Она с ясной улыбкой облегченно вздохнула и скрестила руки на груди – слушать Ивана, ждать, когда он тоже выговорится и ему полегчает. «Говори, говори, Иван! – ждали добрые глаза. – Времени половина седьмого, надо же что-то делать? Подумай сам: всего половина седьмого!» За Настиной головой за окном погуживал в голых черемухах потеплевший за день ветер, кричали сердито вороны, прошел улицей гусеничный трактор.

– Я это не понимаю: выговоришься – легче станет! – задумчиво сказал Иван. – Я, Настя, так не умею. Чем больше я сам с собой разговариваю, тем тоскливей на душе становится… А короче, по-моему, эмоциональное напряжение можно разрядить только действием. Иные способы – паллиатив.

Такими вот учеными словами говорил он с Настей не в первый раз, она давно поняла, что Иван – это Иван, но все равно удивленно приподнимала брови, когда и голос, и слова, и строй речи у Ивана резко менялись и вместо мягкой напевной речи уроженца среднего течения реки Оби звучал жестковатый говорок горожанина, приобретенный у десятков учителей, лекторов и приезжих.

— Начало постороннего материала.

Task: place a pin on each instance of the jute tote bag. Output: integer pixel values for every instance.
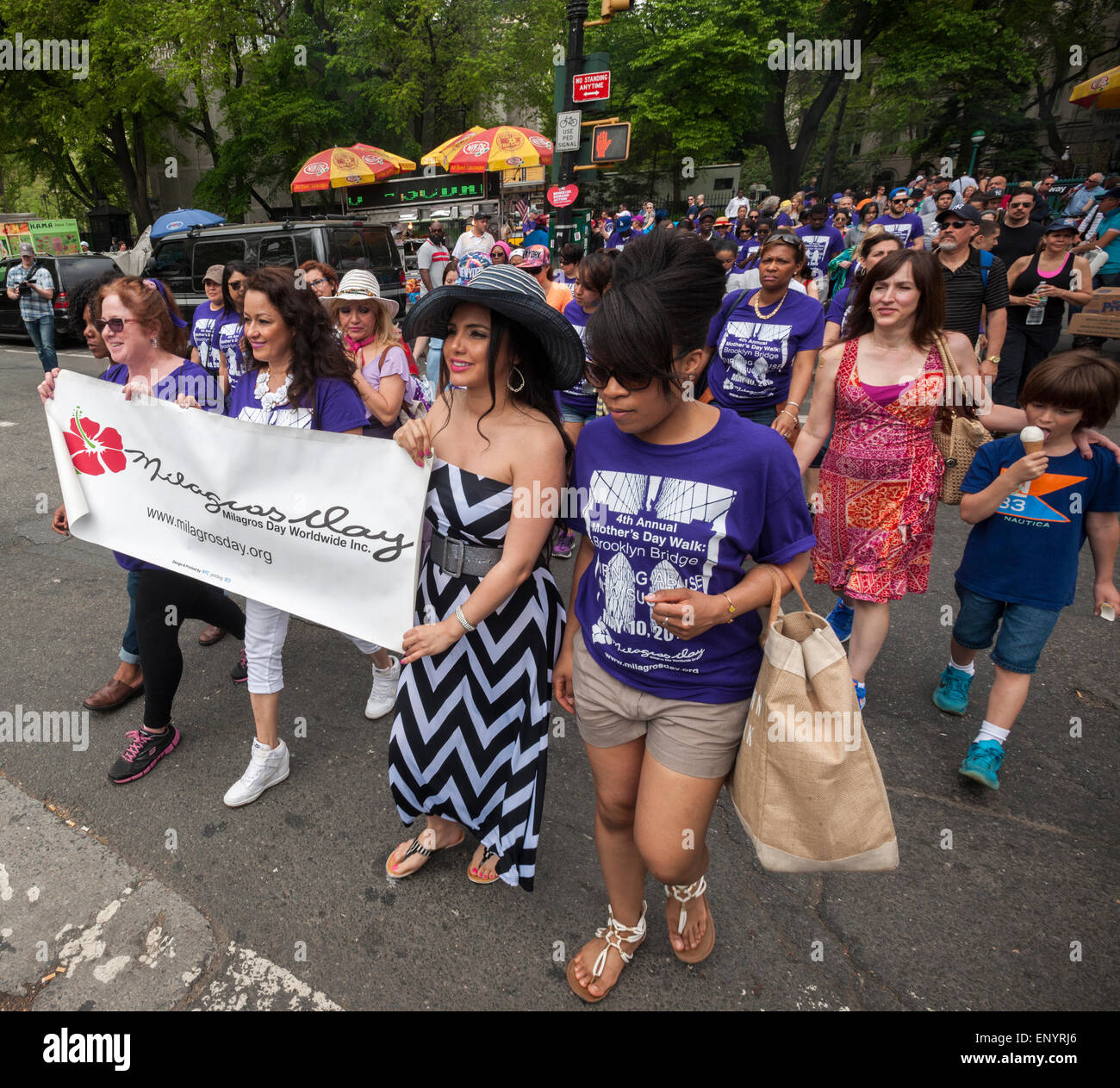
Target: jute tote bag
(806, 785)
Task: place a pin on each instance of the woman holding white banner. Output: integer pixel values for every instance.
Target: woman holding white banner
(146, 345)
(470, 743)
(296, 375)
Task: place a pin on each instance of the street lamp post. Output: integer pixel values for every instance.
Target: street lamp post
(977, 139)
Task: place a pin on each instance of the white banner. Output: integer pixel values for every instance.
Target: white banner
(325, 526)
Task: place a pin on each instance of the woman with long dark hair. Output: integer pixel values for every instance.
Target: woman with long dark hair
(296, 375)
(232, 325)
(470, 743)
(881, 476)
(661, 651)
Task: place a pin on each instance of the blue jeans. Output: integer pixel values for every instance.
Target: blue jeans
(130, 645)
(41, 332)
(1023, 632)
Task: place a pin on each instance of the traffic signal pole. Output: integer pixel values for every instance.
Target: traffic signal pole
(574, 64)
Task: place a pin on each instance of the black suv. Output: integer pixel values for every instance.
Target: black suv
(180, 260)
(66, 272)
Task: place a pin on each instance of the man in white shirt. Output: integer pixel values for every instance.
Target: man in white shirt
(477, 239)
(737, 202)
(432, 258)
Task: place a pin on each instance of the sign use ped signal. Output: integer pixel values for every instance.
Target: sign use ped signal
(611, 142)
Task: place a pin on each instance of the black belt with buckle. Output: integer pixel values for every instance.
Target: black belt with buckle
(458, 557)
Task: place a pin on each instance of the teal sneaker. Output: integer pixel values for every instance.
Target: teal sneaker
(982, 762)
(840, 618)
(952, 693)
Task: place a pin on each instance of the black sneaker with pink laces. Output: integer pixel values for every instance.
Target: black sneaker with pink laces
(240, 672)
(144, 752)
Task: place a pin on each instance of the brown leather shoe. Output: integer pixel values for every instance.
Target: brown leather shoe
(113, 694)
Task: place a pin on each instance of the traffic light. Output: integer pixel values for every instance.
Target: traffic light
(609, 142)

– Каждый человек носит в себе столько счастья, сколько ему и надо, даже немножко больше, но до смерти думается, что счастье впереди и на стороне. Так Никон Никонович говорит… – Иван виновато улыбнулся.

Замолчали оба, неподвижно глядели на ковер с таким затейливым пестрым узором, что смотреть на него можно было без конца, как на воду или на огонь… Тихо было на дворе, очень тихо, словно деревня вымерла, и это правильно, законно. Ради свадьбы знатного тракториста и директора Дворца культуры отменили оба киносеанса, а после свадьбы народ валился в кровати и засыпал на лету.

– Значит, действовать надо, Иван? – живо, будто очнувшись, спросила Настя. – Хочешь кофе?

– Хочу.

Она поднялась, оглядела Ивана, улыбнулась.

– Я знала, что так будет… Иди в спальню, переоденься, я тебе вчера пижаму купила. – И вдруг, потемнев глазами, крикнула: – Изволь не морщиться! Сам предложил – терпи! Немедленно переодевайся!

Иван осторожно пошел в спальню. Снял со спинки кровати светлую пижаму, подивился, что со всех сторон пижама обшита алой каймой. Мало того, рядом с пижамой на картонке лежали мужские домашние туфли с белой опушкой. Иван прижал все это к груди, собрался уходить из спальни, но сообразил, что идти некуда – переодеваться надо здесь, в спальне, где – вот смех! – пахло вроде бы точно такими духами, какими заставила Ивана намазаться перед сельсоветом мать.

Поглядывая на дверь, Иван быстро снял костюм, надрючил пижаму и туфли с опушкой и задумался, куда девать костюм и ботинки. Получалось, что костюм надо вешать в платяной шкаф, а туфли ставить в низ шкафа, если они чистые. Осторожно, словно с опаской, Иван открыл дверцу и опять растерялся: чтобы повесить пиджак, надо вешалку от какого-нибудь женского платья освобождать, а платье перевешивать…

– Не сюда! – раздался за спиной голос Насти. – Тебе отведено специальное отделение.

Она распахнула другую створку шкафа – совершенно пусто, только на жердочке висели пластмассовые вешалки.

– Какой смешной! – сказала Настя, но не улыбнулась. – Пятьдесят восьмой размер, седьмой рост, а рукава коротки.